The inflation data had little impact on the lira, which was 0.1 per cent weaker against the dollar at 14.71. It tumbled 44 per cent in 2021 and is another 10 per cent weaker so far this year.
TRANSPORT PRICES DOUBLE
Figures also showed the producer price index climbed 9.19 per cent month-on-month in March for an annual rise of 114.97 per cent.
The monthly rise in consumer price inflation was driven by transportation, which includes petrol prices, and education-related items such as text books and school fees, which rose 13.29 per cent and 6.55 per cent respectively. Rising energy prices in particular have drawn public protests in recent months.
Annually, the transportation group led the rise, up 99.12 per cent, followed by food and non-alcoholic drink prices, at 70.33 per cent, and furniture prices at 69.26 per cent.
Economists marked up inflation expectations at a global level following the Russian invasion of Ukraine, with energy prices hitting multi-year highs as the West sanctioned Moscow. Turkey imports almost all of its energy needs.

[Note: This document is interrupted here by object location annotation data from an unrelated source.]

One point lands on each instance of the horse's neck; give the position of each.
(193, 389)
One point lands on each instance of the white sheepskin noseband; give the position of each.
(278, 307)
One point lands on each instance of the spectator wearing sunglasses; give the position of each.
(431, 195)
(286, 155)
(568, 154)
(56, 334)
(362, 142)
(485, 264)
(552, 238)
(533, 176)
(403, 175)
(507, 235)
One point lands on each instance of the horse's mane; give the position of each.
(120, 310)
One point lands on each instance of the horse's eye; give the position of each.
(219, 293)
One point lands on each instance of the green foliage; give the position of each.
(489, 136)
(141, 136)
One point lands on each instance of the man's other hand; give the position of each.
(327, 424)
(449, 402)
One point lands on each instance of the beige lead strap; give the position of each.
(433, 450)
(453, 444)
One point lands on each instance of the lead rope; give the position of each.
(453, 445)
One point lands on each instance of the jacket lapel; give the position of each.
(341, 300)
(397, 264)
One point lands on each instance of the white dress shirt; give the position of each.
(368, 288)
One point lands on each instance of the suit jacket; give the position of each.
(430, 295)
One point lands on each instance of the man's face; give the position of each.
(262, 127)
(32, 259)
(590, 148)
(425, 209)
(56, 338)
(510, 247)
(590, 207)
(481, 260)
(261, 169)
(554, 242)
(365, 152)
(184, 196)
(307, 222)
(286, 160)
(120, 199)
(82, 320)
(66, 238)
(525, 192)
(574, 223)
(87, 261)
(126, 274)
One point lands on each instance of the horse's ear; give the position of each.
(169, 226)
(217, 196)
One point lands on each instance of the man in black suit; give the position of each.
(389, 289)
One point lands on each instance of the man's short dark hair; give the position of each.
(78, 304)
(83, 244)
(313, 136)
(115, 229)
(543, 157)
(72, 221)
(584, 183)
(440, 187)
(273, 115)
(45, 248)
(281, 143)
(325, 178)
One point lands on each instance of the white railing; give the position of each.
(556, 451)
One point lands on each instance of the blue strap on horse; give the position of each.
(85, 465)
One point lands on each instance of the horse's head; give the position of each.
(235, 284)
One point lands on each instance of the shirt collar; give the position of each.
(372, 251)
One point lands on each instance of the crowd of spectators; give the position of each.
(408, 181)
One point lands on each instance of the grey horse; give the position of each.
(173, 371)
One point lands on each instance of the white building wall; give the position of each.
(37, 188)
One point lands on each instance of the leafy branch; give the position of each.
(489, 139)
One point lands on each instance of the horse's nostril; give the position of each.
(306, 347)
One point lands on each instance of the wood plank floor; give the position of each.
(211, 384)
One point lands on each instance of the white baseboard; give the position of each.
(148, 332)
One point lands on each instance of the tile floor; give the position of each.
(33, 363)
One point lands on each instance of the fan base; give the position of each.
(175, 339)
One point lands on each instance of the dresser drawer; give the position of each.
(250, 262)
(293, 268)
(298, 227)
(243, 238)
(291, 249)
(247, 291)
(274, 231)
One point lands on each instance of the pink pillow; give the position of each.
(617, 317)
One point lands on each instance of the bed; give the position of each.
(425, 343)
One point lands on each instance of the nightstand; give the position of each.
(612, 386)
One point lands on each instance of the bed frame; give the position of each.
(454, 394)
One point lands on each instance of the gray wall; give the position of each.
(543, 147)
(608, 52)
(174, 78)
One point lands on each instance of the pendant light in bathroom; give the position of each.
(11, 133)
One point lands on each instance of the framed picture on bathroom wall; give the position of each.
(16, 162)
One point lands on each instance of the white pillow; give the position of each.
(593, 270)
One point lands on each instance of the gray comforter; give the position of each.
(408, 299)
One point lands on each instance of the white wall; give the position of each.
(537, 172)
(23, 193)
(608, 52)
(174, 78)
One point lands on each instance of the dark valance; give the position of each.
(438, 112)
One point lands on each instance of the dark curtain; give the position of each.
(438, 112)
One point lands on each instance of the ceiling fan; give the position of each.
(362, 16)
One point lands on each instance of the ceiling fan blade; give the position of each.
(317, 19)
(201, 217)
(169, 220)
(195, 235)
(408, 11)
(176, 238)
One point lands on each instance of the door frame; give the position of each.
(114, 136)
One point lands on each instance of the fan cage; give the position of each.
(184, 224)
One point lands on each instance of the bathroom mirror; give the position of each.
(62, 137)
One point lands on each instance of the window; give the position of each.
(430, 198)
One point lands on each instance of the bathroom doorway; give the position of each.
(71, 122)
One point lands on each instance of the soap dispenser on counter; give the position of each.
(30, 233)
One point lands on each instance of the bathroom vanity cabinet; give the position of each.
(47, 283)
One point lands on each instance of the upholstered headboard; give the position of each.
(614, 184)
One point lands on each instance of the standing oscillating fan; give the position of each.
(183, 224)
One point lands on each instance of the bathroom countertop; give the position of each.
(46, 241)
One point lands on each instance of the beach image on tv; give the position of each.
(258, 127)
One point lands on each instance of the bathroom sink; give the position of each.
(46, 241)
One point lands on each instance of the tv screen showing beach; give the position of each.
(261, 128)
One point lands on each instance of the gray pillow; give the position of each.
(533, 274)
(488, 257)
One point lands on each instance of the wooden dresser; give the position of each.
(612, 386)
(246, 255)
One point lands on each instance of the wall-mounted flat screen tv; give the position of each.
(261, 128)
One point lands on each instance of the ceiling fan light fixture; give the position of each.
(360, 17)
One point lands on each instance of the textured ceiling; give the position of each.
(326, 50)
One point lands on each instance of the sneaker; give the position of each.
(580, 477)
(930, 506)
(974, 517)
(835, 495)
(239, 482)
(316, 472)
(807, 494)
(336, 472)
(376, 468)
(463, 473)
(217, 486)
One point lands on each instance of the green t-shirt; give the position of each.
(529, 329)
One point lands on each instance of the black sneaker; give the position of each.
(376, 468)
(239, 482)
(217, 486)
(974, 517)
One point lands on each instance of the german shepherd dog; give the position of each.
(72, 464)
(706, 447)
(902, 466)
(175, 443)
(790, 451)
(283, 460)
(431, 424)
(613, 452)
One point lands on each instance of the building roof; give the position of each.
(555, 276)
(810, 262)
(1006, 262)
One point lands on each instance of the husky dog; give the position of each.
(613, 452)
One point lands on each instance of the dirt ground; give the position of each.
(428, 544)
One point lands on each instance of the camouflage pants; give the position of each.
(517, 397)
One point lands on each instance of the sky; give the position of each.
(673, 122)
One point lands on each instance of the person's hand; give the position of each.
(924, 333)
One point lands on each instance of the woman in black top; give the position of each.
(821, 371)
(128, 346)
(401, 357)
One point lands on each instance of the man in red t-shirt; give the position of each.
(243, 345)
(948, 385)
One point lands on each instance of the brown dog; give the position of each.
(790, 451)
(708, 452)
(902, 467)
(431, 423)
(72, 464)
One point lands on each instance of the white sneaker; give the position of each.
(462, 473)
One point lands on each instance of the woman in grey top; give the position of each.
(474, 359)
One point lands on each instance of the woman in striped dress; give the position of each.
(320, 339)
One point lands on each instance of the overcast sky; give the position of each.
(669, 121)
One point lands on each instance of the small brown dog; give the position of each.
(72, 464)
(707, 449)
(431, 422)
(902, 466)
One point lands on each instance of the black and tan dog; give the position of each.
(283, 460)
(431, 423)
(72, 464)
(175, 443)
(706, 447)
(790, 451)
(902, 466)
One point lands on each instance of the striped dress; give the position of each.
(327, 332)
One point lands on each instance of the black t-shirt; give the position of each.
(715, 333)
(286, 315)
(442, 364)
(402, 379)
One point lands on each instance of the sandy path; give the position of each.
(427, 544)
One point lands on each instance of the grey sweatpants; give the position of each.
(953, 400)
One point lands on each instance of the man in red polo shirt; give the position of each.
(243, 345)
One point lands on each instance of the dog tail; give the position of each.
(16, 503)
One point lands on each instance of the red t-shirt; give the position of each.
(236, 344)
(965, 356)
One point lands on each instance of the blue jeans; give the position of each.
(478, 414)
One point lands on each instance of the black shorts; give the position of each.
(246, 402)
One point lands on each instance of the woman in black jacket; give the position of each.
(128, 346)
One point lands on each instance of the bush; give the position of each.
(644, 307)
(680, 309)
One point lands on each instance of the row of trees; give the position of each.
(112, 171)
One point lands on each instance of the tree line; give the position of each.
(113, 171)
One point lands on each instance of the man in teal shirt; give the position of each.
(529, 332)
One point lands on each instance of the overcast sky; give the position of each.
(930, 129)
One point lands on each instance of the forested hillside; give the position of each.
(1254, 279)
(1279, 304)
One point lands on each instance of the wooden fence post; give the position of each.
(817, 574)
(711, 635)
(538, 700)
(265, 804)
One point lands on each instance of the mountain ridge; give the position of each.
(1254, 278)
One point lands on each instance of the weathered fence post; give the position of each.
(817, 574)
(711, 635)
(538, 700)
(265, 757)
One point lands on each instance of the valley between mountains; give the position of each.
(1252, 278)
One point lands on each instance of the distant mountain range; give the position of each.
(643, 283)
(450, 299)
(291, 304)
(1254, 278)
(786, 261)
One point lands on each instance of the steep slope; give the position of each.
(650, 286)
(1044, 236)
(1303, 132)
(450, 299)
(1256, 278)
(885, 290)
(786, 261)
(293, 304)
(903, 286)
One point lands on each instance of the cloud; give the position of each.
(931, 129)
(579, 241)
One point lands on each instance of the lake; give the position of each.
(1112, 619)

Economists see Turkish price rises remaining high for the rest of the year, with the median estimate for year-end inflation at 52.2 per cent, up from 38 per cent in a Reuters poll conducted a month ago.
The government has said inflation will fall with its new economic programme, which prioritises low interest rates to boost production and exports and aims to achieve a current account surplus. Government officials have said inflation will fall to single digits next year.
The central bank held its key policy rate steady at 14 per cent in three meetings this year and said measures and policy steps will prioritise “lira-isation” in the market as it seeks to support the currency.